<snip>
> I am not 100% certain, but this is the only change
> that I implemented that made the difference. It might explain why
> when both drives were installed that the system booted, but when
> either was removed, it would not boot.
>
> Using LBA translation method in both the BIOS and with fdisk using
> matching LBA geometries, I can now boot from either drive- the way
> raid1 is meant to be . . .
>
<snip>
This is an issue with the firmware on the drive itself. Intrestingly
enough, I have 2 identical (??) 20 gig drives purchased at the same
time that report differently to the kernel at boot. When probed, one
reports CHS and the other reports LBA values.
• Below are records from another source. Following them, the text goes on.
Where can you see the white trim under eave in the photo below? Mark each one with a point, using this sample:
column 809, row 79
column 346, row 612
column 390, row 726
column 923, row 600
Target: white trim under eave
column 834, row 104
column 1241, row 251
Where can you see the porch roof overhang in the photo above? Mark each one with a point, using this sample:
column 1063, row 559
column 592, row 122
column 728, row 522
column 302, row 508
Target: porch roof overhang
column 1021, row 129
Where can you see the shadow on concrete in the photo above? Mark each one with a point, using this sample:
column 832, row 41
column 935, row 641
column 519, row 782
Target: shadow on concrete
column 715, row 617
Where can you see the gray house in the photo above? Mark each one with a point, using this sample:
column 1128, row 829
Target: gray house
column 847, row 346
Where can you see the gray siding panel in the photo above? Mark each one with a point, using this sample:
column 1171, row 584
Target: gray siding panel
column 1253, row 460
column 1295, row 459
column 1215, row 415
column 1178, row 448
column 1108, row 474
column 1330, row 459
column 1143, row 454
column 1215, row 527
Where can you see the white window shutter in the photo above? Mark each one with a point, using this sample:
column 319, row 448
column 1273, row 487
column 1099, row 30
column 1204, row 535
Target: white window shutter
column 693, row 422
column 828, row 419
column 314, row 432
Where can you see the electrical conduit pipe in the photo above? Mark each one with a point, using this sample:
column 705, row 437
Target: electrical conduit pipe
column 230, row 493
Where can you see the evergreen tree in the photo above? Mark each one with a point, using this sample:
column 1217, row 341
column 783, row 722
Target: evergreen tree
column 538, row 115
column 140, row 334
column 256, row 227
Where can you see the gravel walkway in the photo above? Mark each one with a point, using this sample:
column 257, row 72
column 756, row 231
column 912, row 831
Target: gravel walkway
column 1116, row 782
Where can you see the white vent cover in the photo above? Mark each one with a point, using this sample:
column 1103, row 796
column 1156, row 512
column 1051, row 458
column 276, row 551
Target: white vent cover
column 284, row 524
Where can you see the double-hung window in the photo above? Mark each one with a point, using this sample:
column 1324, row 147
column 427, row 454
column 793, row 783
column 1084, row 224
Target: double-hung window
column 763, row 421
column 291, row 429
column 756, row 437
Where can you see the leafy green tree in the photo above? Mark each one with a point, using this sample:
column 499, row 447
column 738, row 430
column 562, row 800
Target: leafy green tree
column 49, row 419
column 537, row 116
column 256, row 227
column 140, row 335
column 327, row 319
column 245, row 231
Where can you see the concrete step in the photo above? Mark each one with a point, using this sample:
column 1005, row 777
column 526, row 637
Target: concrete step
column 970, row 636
I haven't checked in
detail, but I suspect that the firmware revision levels on the
disks are different. The disks will operate with either setting in
the motherboard bios, and will report those settings to fdisk.
However, the kernel wants to use the probe values or will not
consistently write the correct stuff to the disk. So.... one is set
up as CHS and the other as LBA -- both are in the same raid 1 set and
all works fine with those settings. It does not work fine when
otherwise.
Bottom line, it is important to note the probe values reported by the
kernel and to use those values to set the bios on the motherboard
since fdisk uses the bios values when creating the partitions and it
seems like the kernel uses the probe values read from the ide
interface. Maybe I haven't got it quite right, but this is as close
as I've managed without digging into the code.